Models often know the answers to complex questions but will not reveal them unless you know what to ask.
So the question is no longer whether we can build something. It is that there should be.
Jimmy Lai, Director of Next.js at Vercel, shared the same sentiment in another way. His point was that AI has made creation cheaper, but ownership more expensive.
As construction becomes easier, the number of things we can do increases. But every heavy prototype becomes something that someone has to maintain, modify, document, protect, and explain. The cost of writing the first version may fall, but the cost of owning the system never goes away.
Jimmy made three predictions that impressed me.

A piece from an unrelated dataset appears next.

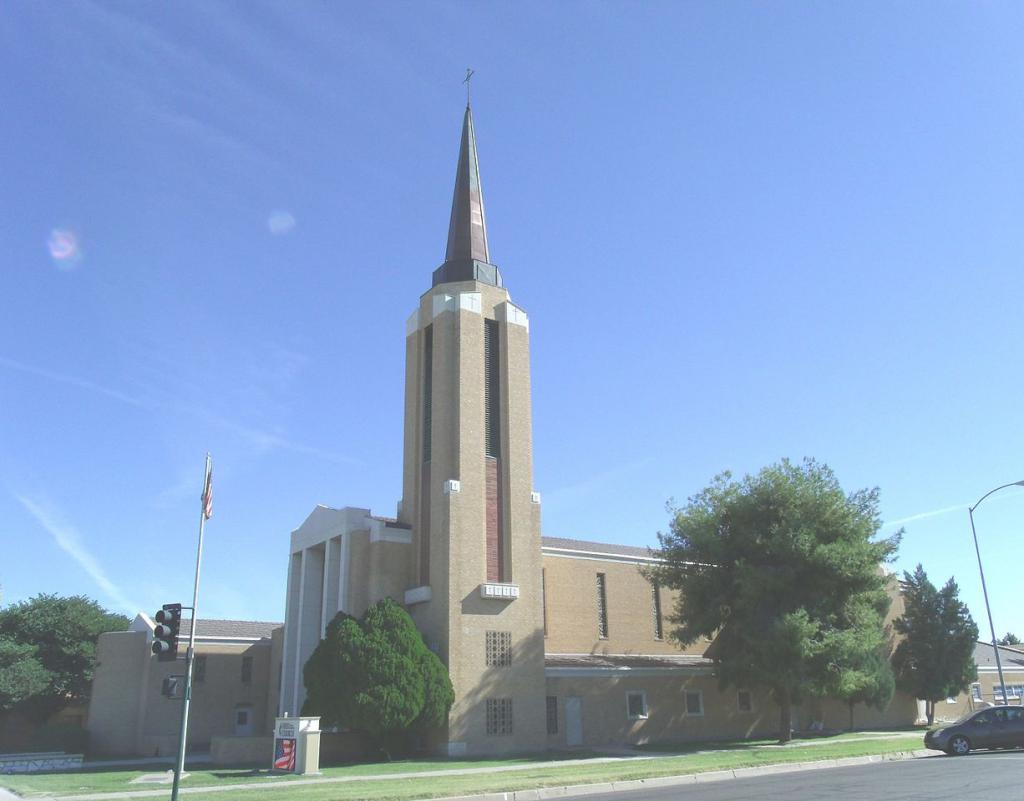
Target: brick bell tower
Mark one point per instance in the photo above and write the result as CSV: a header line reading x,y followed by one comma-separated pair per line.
x,y
468,487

First, we are here now structure of agents. Agents are becoming a new breed of software users. The old README is no longer just annoying. It's a vision waiting to happen.

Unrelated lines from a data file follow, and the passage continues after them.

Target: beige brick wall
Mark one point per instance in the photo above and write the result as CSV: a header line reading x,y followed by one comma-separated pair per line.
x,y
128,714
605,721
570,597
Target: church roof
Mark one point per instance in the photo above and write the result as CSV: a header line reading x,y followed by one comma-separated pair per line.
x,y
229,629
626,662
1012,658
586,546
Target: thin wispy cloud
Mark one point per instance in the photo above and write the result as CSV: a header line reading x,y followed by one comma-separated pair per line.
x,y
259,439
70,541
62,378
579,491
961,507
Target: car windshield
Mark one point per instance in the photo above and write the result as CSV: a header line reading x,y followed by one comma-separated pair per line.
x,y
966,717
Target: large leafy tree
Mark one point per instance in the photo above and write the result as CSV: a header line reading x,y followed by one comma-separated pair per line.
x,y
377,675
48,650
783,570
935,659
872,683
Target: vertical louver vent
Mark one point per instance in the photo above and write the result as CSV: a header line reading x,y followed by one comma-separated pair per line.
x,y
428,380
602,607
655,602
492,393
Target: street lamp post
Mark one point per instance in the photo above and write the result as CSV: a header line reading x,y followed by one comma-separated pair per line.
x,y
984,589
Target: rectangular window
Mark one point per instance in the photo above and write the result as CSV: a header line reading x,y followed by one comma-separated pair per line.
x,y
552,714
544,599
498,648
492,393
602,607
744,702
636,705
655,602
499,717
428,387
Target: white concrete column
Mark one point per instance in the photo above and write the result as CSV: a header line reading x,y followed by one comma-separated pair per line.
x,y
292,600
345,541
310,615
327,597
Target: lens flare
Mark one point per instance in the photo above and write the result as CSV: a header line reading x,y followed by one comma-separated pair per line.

Second, we are here now building with agents. Ironically, although it is now easier to be able to build something that you do not understand well, the truth is that the basics have not changed and are more important than ever. If you're good at building agents while also being strong in the basics, you're unstoppable.
Third, we must learn what not to be the owner. Just because you can build something doesn't mean you should. The freedom of creation has become a burden of maintenance.
This does not mean that we should post less. It means that we should be many on purpose about what allows us to survive. The advantage goes to teams who know what makes their product unique, what deserves their attention, and what not to build on purpose.
In a world where software is cheap to create, focus it becomes an engineering property.
Finally, my last key takeaway came from the design discourse.
Phil Hedayatnia from Airfoil gave a talk on how to create tasteful design agents in a sea of common AI slop. I'm not a designer, so I tend to think about design in terms of what good design should or shouldn't contain. His speech reframed that for me.
Design does not try to teach a person about what to do and what not to do. That is training by results.
Good design is about understanding how people think, how they act, and why certain flows, visuals, and narratives resonate with them. Phil was referring to the human mind.
It's less about looking at what people are doing, but spending more time trying to understand why they do so and the thought process behind it.
In other words, taste is not a checklist. Contextual judgment is used.
Phil gave the example of the Shinkansen bullet train and the kingfisher bill. The train had a problem: when it exited the tunnel, it created a huge “tunnel boom” caused by compressed air. The engineers reduced the noise by modeling the nose of the train after the bill of kingfisher. The kingfisher can jump from air to water with very little splash because its long, thin, pointed leg reduces rapid pressure changes. Engineers use the same principle on a train, using a long and pointed nose to gradually compress the air.
What I liked about this example was that it wasn't just copying nature. It was about understanding why something worked, and then applying that principle to a different situation.
And as AI makes it easier to produce output, the key skill isn't just knowing what a good product looks like. It is to understand the why behind it.
Wrapping up
Throughout the many talks, there were many recurring themes, such as building personal assistants, trying new tools, and learning how to work effectively with ambassadors. But underneath it all, the same idea keeps coming up: Code is getting cheaper, but judgment and taste aren't.
3 key takeaways:
- Implementation is no longer the main barrier. AI allows you to try more ideas and reduce the cost of mistakes. But that makes engineering judgment very critical. We have to decide what is worth having.
- Cheap creation creates a burden of care. Decide what is not yours.
- In a multi-product world, create products that taste better. Understand the context behind why something works.
AI has changed the way we build software, but it hasn't taken away the responsibility and ownership behind it.